A while back, Lucia Stanton, Senior Historian at Monticello, sent a note to the H-OIEAHC email list with links to three unusual parts of her organization’s website—beyond the usual information about the building and the main family living there. Some of these websites are still works in progress—which is in keeping with how Thomas Jefferson lived in his mansion:
The Monticello Plantation Database contains information on over six hundred people who lived in slavery on Thomas Jefferson’s Virginia plantations between 1774 and 1826. It provides details of life span, family structure, occupation, and the transactions of bondage (sale, purchase, gift, and hiring). There are also short biographies of individuals and accounts of various aspects of slavery at Monticello.I’ve also been interested in the Th: Jefferson Encyclopedia, a wiki-style resource of information. The online library catalogue simply makes me jealous. As for Jefferson’s own library, there’s a nifty starting-point on LibraryThing.
The Getting Word website contains information on a project begun in 1993 to interview the descendants of Monticello’s African-American families. The seventy-odd pages of the website include biographical information on dozens of enslaved men and women (and their descendants) as well as plentiful photographs and the results of research in historical records and interviews with over 170 people.
The Monticello Classroom is a teacher-student website for elementary and secondary classroom use, a compilation of resources about Thomas Jefferson and life at Monticello.
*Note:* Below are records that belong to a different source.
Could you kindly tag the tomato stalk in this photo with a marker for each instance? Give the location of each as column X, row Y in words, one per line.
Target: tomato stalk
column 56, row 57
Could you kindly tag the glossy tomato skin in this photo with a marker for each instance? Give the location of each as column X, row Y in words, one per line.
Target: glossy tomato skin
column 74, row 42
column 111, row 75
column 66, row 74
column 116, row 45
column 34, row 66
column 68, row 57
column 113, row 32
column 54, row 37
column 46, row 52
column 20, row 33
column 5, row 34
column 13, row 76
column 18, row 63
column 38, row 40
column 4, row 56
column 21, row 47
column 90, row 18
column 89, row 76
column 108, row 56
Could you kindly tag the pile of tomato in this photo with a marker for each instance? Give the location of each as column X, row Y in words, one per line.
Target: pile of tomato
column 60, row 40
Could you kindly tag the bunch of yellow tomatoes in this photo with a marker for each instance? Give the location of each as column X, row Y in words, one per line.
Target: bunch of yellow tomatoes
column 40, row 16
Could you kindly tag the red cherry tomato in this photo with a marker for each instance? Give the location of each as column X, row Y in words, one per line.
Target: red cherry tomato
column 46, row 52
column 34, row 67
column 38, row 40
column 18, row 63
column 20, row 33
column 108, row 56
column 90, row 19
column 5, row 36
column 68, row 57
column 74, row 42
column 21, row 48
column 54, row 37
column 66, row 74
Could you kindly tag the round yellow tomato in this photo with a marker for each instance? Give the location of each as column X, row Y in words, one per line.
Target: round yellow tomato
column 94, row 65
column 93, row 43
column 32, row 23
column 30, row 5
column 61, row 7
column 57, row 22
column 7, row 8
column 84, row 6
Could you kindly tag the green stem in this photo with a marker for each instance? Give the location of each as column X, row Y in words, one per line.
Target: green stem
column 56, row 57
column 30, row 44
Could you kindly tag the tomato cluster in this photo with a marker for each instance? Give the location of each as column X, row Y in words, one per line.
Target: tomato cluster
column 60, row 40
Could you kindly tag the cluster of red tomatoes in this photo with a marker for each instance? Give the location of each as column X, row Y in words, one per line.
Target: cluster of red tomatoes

Some of Jefferson’s own documents are actually here in New England—they ended up at the Massachusetts Historical Society alongside the papers of Jefferson’s friend, rival, and long-distance friend John Adams.
The M.H.S. offers a virtual look at many of those documents in its Thomas Jefferson Papers website. Among its topics are how the President collected books, drafted the Declaration of Independence for the Second Continental Congress, and managed his slave-labor plantations.